Three SIP prosecutors arrived at Wu’s residence at 1:30pm and left around 4pm, without giving details about their conversation with Wu.
After Wu was questioned, she called for the court to begin the trial process rather than holding her husband former president Chen Shui-bian (陳水扁) incommunicado without charge, criticizing the entire case as “political persecution,” Wu’s lawyer Lee Sheng-hsiung (李勝雄) said.
Wu said that all of the money from the “special state affairs” funds was used for public purposes. She said she did not claim or use such funds because she was not a civil servant and that she had her own money at her disposal.
The wheelchair-bound Wu was indicted on Nov. 3, 2006 for using fake receipts to claim NT$14.8 million (US$460,000) in reimbursements from the president’s “special state affairs” fund between 2002 and 2006 while her husband was president.
Chen is suspected of money laundering, taking bribes, forgery and embezzling NT$15 million during his two terms in office. Chen has admitted to using false receipts to claim money from a fund set aside for national affairs, but said the money was used for “secret diplomatic missions” that he could not publicly disclose.
Earlier yesterday, former premier Yu Shyi-kun was also summoned by the SIP for questioning on his possible role in a graft investigation involving Chen and Wu.
Yu was questioned over his Cabinet’s approval of Hsinchu Science Park’s purchase of a piece of land in Longtan (龍潭), Taoyuan County, at a higher-than-market price in 2004.
Chairman of Taiwan Cement Corporation Leslie Koo (辜成允) inherited the land from his brother, and investigators found that the company wired large sums to overseas bank accounts opened by two proxies of the first family after the land was sold to Hsinchu Science Park in February 2004.
The investigators suspect that the funds were kickbacks offered by the Koo’s firms for the land deal, which was finalized at what investigators claim to be an unreasonably high price.
Koo said recently he paid a total of NT$400 million to Wu as a “commission” for the land deal.
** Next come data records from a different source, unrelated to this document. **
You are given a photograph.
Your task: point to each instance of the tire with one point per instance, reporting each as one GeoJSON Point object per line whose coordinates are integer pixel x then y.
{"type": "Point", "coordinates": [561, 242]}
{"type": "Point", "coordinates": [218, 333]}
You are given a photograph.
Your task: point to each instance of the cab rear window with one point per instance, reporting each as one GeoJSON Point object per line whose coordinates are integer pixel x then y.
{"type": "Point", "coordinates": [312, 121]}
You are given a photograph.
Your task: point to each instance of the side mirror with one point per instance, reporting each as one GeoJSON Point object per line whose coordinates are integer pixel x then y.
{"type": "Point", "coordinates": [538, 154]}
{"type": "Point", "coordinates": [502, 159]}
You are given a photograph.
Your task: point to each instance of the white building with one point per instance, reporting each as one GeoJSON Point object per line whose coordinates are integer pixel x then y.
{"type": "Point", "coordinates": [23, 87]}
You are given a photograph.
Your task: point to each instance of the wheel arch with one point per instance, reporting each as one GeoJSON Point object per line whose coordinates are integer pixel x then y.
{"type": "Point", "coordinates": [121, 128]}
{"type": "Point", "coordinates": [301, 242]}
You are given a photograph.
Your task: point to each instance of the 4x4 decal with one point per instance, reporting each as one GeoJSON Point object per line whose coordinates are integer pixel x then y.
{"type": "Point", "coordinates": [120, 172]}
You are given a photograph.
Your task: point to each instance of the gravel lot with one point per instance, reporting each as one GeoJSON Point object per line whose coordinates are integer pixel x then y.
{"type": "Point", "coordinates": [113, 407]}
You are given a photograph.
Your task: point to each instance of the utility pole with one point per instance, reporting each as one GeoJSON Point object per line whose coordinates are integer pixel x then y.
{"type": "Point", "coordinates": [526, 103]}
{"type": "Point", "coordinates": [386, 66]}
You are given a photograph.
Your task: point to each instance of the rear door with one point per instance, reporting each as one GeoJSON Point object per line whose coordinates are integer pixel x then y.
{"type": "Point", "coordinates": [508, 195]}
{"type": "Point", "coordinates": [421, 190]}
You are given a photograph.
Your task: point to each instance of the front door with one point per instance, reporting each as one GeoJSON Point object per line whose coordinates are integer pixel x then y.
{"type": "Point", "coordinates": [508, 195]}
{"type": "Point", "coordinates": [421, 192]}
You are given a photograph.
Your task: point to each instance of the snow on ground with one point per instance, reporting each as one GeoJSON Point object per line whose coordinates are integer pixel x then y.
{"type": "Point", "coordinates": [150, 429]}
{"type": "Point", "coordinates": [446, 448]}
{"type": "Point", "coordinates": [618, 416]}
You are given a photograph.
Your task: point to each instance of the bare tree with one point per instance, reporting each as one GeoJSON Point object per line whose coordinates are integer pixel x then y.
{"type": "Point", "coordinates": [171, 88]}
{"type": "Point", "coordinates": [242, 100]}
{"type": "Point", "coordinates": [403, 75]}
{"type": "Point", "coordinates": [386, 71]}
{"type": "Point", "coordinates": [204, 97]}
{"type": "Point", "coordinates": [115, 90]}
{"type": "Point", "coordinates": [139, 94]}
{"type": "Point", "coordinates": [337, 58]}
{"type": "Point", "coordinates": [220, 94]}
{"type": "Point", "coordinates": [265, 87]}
Tsai Ming-che (蔡銘哲), who has claimed to be Wu’s special aide, confessed late last month to receiving NT$100 million and NT$420 million respectively on Wu’s behalf from the two Koos in 2003.
But in a recent interrogation, Wu told the prosecutors that she actually had received only NT$90 million and NT$200 million in “political contributions.”
Yu yesterday told prosecutors that he was the authority who approved the deal on behalf of the government, but the entire deal was legal and clean, he said.